Thursday, October 30, 2008

Well, I think that Jordan has finally decided who he wants to work for.......

.....And the winner is: El Paso Energy, independent E&P company, with their main office just two blocks away from Devon, along with district offices in Denver and Corpus Christi.

In the end, I think Jordan was excited about the 2 year training rotation, that would expose him to several disciplines and at least two geographic areas - sounds like a good balanced start.
Like most Petroleum Engineering grads, he got a good salary, with attractive benefits thrown in. After all the work he's done, he's earned it! As for salary, let's just say; He'll be able to afford to take his Dad out to lunch once in a while!

We spent a very nice weekend in Wimberley. Imagine waking up to temperatures in the 30s! Mom & dad joined us for a couple of days, and we had dinner at Marty's mansion on Canyon Lake! A very nice weekend.

Wednesday, October 22, 2008

We just heard from Jordan, and he recieved some encouraging career news today. Of course, I'm not going to tell you what it is - you'll have to ask him! I will say, however, that we are very proud of him and always had faith that this day would come. All that hard work DOES pay off! Congratulations Bud!

Monday, October 20, 2008

Be Careful About Me
(Chuck's Mantra)



Be careful about me. Be careful about my (ancestral) country and my people and how we tell our history. We Irish prefer embroideries to plain cloth. If we are challenged about this tendency, we will deny it and say grimly: “We have much to remember.”
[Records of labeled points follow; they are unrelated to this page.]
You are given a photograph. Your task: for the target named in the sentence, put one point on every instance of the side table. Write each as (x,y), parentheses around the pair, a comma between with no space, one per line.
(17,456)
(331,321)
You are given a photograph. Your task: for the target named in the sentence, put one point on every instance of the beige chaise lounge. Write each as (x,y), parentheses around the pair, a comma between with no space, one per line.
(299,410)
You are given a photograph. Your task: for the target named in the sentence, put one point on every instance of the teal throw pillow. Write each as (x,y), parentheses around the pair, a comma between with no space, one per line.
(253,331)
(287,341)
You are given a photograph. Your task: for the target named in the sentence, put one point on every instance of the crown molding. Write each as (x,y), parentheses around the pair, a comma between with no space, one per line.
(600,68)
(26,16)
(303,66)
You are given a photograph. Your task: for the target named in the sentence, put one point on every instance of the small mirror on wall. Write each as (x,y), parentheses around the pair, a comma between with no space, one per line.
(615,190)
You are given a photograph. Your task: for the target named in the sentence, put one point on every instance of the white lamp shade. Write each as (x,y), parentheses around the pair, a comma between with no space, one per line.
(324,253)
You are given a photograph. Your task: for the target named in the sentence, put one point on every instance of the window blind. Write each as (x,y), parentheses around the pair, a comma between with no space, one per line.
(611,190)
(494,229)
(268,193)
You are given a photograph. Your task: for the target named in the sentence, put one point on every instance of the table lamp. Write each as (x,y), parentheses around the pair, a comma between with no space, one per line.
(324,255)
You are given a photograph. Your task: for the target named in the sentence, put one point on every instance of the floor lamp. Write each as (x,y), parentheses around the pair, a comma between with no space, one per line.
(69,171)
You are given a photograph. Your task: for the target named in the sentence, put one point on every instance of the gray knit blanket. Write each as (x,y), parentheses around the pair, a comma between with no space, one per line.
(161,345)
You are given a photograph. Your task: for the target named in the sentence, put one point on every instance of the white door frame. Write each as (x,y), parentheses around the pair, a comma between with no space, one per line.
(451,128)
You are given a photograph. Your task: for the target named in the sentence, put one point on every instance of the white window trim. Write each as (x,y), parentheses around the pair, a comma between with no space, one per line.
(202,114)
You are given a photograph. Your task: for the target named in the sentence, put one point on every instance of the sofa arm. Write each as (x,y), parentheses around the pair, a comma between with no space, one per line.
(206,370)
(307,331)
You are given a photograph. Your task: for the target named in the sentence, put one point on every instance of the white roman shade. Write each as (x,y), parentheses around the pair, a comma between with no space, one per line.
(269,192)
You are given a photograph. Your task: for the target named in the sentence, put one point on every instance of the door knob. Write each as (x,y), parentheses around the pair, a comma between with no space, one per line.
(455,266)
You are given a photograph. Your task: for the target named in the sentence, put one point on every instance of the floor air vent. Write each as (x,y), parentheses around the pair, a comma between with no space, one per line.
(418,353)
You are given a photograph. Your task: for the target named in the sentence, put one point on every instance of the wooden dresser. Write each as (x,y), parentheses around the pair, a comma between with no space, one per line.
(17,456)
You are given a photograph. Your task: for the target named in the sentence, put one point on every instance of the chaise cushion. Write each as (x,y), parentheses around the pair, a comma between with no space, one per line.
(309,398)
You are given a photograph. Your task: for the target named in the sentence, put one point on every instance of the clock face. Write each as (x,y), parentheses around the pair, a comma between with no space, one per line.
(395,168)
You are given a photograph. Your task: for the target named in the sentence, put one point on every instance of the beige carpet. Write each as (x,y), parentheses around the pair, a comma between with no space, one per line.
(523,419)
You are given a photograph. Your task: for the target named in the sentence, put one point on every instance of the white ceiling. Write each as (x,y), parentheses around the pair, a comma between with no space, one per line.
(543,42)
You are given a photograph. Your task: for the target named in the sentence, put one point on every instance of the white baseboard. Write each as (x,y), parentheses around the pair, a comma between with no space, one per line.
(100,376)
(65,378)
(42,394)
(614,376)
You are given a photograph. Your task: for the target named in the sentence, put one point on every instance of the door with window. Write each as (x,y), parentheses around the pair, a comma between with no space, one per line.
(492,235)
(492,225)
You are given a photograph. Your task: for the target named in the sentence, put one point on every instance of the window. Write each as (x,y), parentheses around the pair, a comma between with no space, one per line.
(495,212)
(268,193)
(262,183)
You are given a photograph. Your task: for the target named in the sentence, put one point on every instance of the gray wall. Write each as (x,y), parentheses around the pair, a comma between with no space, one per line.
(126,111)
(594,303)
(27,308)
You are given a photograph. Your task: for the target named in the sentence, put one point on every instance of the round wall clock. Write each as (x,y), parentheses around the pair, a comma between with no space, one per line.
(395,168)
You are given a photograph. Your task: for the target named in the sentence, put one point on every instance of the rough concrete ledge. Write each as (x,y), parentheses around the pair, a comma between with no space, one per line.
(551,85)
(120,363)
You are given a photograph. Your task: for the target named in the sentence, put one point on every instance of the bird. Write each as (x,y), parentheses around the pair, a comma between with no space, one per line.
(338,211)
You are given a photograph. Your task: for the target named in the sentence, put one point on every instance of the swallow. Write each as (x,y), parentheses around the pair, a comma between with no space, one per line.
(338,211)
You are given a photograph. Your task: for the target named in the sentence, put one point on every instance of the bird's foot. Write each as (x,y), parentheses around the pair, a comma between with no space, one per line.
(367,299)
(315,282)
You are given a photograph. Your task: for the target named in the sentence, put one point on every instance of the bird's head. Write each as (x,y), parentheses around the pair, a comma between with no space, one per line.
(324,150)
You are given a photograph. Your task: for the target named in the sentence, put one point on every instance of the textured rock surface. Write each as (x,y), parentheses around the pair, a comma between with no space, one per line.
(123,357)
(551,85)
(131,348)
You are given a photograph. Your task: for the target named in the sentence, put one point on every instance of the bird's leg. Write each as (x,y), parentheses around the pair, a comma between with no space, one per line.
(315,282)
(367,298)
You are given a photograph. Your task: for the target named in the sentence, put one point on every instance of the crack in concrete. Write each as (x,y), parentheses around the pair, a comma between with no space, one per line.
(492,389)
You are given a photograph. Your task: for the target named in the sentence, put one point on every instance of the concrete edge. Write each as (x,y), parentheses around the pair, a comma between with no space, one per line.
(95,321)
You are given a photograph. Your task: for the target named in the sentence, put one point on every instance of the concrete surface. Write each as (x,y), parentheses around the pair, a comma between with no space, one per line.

“But,” you may argue, “isn’t memory at least unreliable? And often a downright liar?”
Maybe. To us Irish, though, memory is a canvas—stretched, primed, and ready for painting on. We love the “story” part of the word “history,” and we love it trimmed out with color and drama, ribbons and bows. Listen to our tunes, observe a Celtic scroll: we always decorate our essence. This is not a matter of behavior; it is our national character.
As a consequence of this ornamenting, we are accused of revising the past. People say that we reinvent the truth, especially when it comes to the history of our famous oppression by England, the victimhood that has become our great good fortune.
And do we? Do we embellish that seven hundred years since the Norman barons sailed to our southeast shores? Do we magnify those men in silver armor, though they stood only five feet six inches tall? Do we make epic those little local wars, often fought across rivers no more than some few feet wide? Do we render monumental the tiny revolutions fought on cabbage patches by no more than dozens of men with pitchforks and slings?
Perhaps we do. And why should we not? After all, what is history but one man’s cloak cut from the beautiful cloth of Time?
Customarily, history is written by the victors; in Ireland the vanquished wrote it too and wrote it more powerfully. That is why I say, “Be careful about my country and how we tell our history.” And in this account of my life as I have so far lived it, you will also have to make up your own mind about whether I too indulge in such invention, in particular about myself.
All who write history have reasons for doing so, and there is nothing so dangerous as a history written for a reason of the heart. The deeper the reason, the more unreliable the history; that is why I say, “Be careful about me.”
Frank Delany
"Tipperary"
2007

Sunday, October 19, 2008

I am starting this Blog with a dubious perspective: I don't know whether I want this Blog or not.

My ideas, my "lists", my dreams, my "posts" and "pet peaves", are just that - mine. Do I want to share them in a public forum? Will they be cheered, challenged, discussed behind my back, ridiculed? I don't know how to answer these things, so I sit hear wondering....... Who really cares about me that much that they want to spend their valuable time reading my "stuff"? It's a fair question. If I am asking it of you, maybe you should be asking it of yourself.

Let's see what emerges here over the coming weeks & months. I'll let you be the judge, but know that I am judging tto!